Our relationship counseling can offer insights into your emotions and habits
– and solutions for your problems.

Systemic insights are simple yet profound, hidden yet obvious, and always revealing. You may never understand your own family as well as you understand other families.

After Family Constellations

A family constellation represents the subjective experience of family members. It can also be called a ritual map or family panorama, but differs from a genogram, which maps relationships and medical history.

Family constellations were first described by Alfred Adler. Applications of family constellations were developed and incorporated into family therapy by Virginia Satir (see New Peoplemaking), and were popularized by Bert Hellinger.

In the demonstrations I witnessed, people trained by Satir or Hellinger briefly explored people’s family compositions and histories, and then asked those people to spatially represent their families. Family constellations can be made with actors, or using chairs, papers or other objects (during private sessions).

The resulting layouts of people or objects are sometimes called family constellations. These layouts were then modified or changed, following the feelings, guesses or intuitions of the leader.

The emotions described by the representatives were often claimed to ‘belong to the real family members‘ – the absent family of the central person, living, missing or dead.

My research into Hawaiian spirituality indicates that many rituals utilized non-local action. The rituals of ho’oponopono, ho’omanamana and awaiku assume that health reflects relationships, and that information can pass between relatives. (When action at a distance becomes healing at a distance, it does seem miraculous.)

 

Constellations in Practice

WARNING: You can feel good and relax if you
successfully imagine that you have solved a problem!

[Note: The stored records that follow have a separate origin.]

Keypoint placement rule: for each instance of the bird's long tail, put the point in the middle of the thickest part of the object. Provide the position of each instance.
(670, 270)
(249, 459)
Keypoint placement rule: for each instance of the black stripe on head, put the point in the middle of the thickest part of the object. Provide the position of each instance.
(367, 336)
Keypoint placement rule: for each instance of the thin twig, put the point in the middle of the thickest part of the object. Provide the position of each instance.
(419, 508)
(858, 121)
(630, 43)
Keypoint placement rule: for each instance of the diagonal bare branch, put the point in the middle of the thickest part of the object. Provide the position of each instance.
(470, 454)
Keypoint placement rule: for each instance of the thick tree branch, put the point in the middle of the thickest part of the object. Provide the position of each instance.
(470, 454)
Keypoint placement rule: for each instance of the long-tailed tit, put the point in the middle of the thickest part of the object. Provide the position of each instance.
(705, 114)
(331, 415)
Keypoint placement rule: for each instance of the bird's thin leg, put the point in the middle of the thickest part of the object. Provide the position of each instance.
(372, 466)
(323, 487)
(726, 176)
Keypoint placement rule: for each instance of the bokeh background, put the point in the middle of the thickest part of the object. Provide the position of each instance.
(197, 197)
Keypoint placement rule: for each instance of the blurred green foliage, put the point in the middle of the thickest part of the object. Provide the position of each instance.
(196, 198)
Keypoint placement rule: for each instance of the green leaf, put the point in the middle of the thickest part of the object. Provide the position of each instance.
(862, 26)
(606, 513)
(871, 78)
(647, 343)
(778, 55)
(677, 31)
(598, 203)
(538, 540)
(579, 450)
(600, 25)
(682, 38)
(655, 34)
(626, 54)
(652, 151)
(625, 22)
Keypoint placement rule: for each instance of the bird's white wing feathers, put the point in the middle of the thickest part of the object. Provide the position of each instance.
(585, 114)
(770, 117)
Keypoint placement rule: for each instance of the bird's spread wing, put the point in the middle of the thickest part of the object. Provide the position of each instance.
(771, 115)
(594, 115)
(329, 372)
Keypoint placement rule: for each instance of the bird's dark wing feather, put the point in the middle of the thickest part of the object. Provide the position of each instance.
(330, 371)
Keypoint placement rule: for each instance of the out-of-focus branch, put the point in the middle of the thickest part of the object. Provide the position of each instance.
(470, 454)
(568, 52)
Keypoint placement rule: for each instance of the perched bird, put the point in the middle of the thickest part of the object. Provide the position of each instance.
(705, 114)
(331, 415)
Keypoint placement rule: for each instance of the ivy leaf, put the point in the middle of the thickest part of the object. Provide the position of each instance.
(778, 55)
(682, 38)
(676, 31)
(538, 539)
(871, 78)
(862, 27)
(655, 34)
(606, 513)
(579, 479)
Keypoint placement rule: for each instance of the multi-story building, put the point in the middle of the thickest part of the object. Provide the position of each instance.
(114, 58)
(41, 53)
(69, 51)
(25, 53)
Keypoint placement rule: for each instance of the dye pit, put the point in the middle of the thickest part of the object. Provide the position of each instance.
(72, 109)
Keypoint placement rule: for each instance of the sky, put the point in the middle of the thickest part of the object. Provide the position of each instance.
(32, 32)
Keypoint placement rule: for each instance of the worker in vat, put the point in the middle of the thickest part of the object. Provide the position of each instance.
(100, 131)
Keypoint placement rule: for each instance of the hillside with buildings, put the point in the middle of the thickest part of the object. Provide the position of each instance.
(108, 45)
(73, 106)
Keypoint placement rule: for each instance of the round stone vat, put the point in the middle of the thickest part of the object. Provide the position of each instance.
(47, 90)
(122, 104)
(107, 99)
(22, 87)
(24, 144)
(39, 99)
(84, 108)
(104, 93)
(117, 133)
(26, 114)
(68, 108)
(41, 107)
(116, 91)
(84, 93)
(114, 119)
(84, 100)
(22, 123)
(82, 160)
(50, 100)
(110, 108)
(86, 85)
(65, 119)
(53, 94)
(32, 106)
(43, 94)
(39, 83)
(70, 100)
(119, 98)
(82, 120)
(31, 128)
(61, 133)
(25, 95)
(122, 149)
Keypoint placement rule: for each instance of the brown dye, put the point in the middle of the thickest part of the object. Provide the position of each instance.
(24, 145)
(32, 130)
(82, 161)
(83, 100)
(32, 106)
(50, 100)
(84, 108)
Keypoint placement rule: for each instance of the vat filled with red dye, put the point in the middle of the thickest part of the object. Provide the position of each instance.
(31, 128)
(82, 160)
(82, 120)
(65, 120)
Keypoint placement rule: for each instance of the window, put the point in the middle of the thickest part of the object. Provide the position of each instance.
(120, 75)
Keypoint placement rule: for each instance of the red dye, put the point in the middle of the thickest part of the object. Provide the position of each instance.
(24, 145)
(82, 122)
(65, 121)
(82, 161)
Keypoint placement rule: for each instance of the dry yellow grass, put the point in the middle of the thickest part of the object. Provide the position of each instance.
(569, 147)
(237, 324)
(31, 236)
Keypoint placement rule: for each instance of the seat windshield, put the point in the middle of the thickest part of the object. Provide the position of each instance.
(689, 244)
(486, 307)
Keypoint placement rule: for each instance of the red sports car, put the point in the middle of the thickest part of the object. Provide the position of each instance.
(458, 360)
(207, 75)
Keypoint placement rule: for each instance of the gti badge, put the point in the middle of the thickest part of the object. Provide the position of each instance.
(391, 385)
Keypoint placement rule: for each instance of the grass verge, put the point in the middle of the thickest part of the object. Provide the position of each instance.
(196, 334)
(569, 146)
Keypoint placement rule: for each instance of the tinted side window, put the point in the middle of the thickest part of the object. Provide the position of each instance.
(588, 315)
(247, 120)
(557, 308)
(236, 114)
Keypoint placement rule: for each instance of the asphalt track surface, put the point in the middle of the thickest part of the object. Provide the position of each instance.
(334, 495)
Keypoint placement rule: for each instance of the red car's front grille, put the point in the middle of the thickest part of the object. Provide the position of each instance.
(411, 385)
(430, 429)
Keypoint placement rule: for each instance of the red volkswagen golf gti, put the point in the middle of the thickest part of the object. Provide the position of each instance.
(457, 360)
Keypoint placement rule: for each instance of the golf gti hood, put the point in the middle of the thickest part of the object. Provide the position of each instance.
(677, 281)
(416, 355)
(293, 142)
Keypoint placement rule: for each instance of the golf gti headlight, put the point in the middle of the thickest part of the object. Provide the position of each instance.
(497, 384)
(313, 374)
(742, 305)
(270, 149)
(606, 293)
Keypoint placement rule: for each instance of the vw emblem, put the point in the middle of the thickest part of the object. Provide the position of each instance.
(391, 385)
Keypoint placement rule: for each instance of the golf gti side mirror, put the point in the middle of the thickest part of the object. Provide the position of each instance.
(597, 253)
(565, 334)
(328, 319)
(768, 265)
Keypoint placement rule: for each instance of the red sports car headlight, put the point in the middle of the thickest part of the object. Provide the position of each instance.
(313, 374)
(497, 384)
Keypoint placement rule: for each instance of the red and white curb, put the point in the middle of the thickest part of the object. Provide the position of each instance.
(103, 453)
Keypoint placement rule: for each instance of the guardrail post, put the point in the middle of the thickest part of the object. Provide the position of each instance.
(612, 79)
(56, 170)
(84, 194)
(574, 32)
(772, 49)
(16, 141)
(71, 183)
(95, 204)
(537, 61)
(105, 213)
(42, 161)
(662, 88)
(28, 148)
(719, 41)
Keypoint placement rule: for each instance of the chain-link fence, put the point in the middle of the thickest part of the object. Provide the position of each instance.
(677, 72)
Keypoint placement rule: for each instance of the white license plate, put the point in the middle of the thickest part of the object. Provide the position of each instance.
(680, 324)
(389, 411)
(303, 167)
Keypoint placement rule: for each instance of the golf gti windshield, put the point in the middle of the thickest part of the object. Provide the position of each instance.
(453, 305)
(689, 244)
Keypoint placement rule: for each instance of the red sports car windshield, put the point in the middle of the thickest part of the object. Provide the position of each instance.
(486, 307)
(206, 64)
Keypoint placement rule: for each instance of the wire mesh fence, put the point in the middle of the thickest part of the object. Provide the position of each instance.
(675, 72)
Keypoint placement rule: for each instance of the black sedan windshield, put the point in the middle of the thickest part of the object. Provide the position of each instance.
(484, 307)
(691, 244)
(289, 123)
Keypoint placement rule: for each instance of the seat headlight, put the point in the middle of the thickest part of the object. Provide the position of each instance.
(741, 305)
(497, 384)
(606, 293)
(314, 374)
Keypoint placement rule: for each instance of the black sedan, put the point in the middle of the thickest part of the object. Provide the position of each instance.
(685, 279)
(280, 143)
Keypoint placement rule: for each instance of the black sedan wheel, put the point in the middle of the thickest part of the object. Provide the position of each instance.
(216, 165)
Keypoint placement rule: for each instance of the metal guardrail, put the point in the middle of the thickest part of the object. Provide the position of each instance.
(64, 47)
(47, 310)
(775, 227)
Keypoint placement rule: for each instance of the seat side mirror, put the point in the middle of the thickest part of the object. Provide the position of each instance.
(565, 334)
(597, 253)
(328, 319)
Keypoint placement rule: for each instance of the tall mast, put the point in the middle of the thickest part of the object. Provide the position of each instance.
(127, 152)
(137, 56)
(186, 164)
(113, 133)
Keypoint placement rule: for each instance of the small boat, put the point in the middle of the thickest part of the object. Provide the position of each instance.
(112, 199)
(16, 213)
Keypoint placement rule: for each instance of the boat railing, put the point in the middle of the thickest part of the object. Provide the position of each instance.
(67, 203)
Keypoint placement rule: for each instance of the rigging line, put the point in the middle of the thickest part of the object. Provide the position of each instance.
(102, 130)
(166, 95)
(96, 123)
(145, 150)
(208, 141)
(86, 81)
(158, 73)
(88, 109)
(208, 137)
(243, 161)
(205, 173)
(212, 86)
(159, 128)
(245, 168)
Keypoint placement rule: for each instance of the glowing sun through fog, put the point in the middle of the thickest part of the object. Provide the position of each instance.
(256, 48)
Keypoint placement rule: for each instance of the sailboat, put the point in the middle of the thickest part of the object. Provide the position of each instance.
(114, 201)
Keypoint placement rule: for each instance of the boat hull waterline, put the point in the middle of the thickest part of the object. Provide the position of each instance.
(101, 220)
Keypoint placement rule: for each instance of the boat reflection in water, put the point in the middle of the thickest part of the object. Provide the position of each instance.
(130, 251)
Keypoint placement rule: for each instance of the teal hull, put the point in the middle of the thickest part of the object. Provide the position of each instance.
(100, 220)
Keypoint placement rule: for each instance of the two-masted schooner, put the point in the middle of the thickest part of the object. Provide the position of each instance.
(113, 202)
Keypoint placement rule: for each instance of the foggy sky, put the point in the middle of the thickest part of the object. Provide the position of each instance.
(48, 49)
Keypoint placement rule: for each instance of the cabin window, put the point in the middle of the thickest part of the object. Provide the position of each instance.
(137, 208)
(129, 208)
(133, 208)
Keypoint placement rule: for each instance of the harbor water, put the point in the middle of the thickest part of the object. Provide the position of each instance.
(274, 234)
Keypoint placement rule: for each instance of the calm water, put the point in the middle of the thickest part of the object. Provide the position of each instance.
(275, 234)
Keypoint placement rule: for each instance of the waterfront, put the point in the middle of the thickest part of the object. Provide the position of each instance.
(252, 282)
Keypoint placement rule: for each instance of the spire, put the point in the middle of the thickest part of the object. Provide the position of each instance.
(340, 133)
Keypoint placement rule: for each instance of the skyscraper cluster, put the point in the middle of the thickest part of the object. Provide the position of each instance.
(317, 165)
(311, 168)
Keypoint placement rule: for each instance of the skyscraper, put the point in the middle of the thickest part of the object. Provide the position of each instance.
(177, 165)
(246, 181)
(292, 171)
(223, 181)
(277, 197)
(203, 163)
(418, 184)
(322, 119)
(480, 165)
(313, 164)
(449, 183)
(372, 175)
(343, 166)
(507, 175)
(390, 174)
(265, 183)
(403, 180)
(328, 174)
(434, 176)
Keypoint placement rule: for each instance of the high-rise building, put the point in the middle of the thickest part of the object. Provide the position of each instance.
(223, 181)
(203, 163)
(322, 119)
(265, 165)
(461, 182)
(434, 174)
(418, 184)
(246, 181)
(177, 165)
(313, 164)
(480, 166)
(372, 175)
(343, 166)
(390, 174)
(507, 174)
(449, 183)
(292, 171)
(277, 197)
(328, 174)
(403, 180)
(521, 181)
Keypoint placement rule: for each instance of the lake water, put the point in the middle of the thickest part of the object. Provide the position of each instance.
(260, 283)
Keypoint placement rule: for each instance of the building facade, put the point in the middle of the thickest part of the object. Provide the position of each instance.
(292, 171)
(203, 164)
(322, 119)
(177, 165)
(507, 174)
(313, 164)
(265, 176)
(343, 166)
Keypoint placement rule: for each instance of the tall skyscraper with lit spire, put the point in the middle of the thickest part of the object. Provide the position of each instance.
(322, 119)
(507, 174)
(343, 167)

We find that good feelings often support short-term changes, followed by relapses. and that lasting change requires appropriate changes in a person’s maturity and behavior. Good feelings may decrease people’s motivation to accept their responsibilities and improve their skills.

When we help people heal relationships, we respect each person’s values, and we honor each person’s wisdom. We don’t try to make people do anything. We find that people make intelligent choices when they know what is possible; when they know the potential consequences and when they are not entangled in limiting beliefs.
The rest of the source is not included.